Egypt confirms 35th H1N1 death in country
CAIRO: Egypt’s health ministry on Wednesday confirmed two more H1N1, or Swine Flu, deaths in the country, raising the total to 35. The past two weeks has witnessed the worst outbreak of the virus, as health experts believe the change in seasons has contributed to the rise in risk.
A 14-year-old boy died of the virus in Beheira, 90 miles north of Cairo, the ministry said in a statement, adding that the boy suffered from dyspnea, fever and slipped into a coma before passing.
Another 21-year-old woman died in Qena, 300 miles south of the Egyptian capital. According to the statement, the woman suffered from pneumonia and heart problems, which led to her death.
The Egyptian ministry of health reported on Monday that one person has died as a result of the deadly H1N1 virus, or Swine Flu, pushing the total number of deaths from the virus to 32. The ministry, however, did not give further details of the person’s situation, simply saying that an additional Egyptian citizen has perished from the deadly flu virus.
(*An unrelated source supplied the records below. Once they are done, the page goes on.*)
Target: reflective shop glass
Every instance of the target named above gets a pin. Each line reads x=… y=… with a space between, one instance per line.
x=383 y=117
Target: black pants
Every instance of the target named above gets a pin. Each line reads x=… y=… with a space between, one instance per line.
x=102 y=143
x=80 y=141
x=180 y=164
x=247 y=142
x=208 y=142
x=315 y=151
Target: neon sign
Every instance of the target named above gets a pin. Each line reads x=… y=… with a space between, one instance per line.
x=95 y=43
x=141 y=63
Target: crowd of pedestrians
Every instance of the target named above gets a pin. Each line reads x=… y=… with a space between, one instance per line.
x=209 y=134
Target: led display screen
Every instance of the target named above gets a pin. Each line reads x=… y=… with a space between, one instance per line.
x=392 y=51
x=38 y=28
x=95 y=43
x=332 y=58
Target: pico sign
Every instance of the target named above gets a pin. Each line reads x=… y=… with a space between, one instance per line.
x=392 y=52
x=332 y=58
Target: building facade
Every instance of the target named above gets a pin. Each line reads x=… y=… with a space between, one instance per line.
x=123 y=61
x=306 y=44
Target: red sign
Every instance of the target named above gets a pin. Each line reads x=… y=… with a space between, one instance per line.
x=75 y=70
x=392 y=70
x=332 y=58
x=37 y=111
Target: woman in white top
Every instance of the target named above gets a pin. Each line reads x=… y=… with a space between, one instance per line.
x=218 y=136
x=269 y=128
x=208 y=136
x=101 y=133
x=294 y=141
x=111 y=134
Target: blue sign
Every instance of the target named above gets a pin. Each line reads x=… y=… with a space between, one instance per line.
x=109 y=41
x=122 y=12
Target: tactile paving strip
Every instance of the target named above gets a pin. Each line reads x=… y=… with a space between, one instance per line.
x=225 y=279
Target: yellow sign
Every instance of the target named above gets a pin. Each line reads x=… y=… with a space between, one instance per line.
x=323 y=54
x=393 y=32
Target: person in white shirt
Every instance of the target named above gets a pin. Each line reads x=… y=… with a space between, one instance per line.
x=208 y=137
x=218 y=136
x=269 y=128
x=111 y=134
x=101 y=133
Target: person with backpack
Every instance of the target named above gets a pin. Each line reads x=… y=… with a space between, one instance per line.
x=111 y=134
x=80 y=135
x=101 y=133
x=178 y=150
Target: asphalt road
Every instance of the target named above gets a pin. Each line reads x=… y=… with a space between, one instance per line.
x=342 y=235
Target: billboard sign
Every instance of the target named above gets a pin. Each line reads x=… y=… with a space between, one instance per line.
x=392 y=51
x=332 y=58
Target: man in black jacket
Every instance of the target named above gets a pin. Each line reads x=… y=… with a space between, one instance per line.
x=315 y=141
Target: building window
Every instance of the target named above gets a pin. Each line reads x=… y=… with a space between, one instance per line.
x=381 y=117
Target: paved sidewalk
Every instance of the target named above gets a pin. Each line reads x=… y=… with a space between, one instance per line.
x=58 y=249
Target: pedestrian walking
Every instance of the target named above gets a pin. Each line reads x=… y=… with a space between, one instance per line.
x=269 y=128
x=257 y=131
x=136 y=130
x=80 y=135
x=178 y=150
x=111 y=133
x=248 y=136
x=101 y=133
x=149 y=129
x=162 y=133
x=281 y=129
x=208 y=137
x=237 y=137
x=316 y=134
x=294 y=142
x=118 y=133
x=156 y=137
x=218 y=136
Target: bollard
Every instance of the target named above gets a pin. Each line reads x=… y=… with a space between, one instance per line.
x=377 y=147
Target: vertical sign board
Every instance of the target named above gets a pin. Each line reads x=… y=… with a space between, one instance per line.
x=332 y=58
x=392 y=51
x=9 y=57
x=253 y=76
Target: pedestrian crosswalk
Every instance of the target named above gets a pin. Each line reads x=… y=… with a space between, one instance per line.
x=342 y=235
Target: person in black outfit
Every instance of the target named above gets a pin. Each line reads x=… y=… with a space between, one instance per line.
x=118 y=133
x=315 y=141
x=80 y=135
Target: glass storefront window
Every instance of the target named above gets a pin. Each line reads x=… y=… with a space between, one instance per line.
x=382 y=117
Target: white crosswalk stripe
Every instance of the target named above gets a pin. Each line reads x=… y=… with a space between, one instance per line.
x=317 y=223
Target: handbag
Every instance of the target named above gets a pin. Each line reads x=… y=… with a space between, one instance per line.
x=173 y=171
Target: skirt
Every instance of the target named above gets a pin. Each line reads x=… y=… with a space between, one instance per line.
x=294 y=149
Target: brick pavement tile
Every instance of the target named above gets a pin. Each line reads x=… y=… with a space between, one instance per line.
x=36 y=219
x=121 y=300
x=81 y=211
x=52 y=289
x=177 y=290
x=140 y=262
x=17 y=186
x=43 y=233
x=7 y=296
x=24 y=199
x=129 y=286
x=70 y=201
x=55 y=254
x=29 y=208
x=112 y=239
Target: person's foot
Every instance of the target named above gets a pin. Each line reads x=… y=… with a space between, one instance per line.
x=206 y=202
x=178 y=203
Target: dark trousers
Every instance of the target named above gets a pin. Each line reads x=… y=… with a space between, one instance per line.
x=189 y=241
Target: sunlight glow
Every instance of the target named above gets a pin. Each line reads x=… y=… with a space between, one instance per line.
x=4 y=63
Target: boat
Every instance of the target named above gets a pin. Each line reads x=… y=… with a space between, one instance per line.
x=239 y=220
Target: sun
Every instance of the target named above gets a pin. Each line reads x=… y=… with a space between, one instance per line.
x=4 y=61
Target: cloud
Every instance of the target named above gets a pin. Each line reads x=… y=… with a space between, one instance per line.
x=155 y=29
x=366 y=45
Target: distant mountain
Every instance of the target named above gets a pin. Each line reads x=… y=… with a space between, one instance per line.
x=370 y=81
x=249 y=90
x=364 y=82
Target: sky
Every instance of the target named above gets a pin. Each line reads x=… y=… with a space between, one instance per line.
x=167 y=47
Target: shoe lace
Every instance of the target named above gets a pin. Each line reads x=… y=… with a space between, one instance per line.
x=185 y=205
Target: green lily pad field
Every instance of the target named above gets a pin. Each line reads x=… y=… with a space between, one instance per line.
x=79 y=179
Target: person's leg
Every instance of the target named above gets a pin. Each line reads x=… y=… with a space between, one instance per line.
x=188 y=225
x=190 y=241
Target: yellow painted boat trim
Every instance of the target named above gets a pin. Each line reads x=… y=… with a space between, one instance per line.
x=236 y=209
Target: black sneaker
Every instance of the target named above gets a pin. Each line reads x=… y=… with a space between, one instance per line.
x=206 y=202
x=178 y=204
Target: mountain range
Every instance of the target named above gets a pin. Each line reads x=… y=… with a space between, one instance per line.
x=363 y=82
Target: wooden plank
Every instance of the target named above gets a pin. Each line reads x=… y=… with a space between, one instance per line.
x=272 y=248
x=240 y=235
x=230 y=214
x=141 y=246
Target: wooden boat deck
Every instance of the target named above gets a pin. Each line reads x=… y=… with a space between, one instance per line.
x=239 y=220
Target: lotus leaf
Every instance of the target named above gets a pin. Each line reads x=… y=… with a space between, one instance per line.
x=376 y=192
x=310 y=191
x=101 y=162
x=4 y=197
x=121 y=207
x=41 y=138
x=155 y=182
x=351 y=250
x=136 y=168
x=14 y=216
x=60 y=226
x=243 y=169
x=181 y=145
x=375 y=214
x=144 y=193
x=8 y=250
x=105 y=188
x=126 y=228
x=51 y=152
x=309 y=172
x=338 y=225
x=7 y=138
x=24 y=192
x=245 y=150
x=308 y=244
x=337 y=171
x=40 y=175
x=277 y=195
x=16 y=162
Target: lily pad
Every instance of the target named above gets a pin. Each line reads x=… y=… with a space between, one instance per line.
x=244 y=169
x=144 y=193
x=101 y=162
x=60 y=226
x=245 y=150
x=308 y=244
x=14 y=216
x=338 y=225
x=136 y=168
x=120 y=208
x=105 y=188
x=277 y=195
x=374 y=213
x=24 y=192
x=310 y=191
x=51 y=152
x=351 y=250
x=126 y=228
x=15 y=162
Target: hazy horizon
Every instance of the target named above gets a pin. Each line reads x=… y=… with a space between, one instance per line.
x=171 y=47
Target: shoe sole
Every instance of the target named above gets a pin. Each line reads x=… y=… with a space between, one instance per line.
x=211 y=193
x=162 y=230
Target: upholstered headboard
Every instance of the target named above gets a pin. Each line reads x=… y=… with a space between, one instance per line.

The announcement of the 32nd death came as the ministry on Sunday evening confirmed a further 7 H1N1, or Swine flu, deaths in the country over the weekend. In a report published by the country’s official MENA news agency, the ministry said the latest victim was a 29-year-old woman from the northern Gharbiya governorate some 50 miles north of Cairo.
According to the ministry, the woman worked as a nurse in a local hospital and suffered from severe dyspnea.
In the Giza governorate, a 54-year-old woman was also reported to have died as a result of the deadly Swine flu, the ministry spokesman Abdel Rahman Shahine told MENA. He said the woman suffered from severe respiratory symptoms and had a history of cancer, which included chemotherapy and radiation after having had a hysterectomy.
It is unclear if this was to blame for her death.
Since the virus first appeared in Egypt last June, the ministry has reported over 3,800 cases of the flu, but despite the growing number of deaths, the ministry remains optimistic of the country’s outlook with the virus.
Amr Kandil, Undersecretary of the Ministry of Health for Preventive Affairs, stressed that the virus has not mutated and said that the high rate of infection per day is not indicative of a mutation. However, Awad Mahgour, Director of Communicable Diseases at the World Health Organization stressed that the virus has already mutated in a number of countries, “but slowly and in a restricted context.”
Worries across the medical community are that if the swine flu virus somehow mutates with the avian influenza, the world could see a major flu pandemic that could kill millions.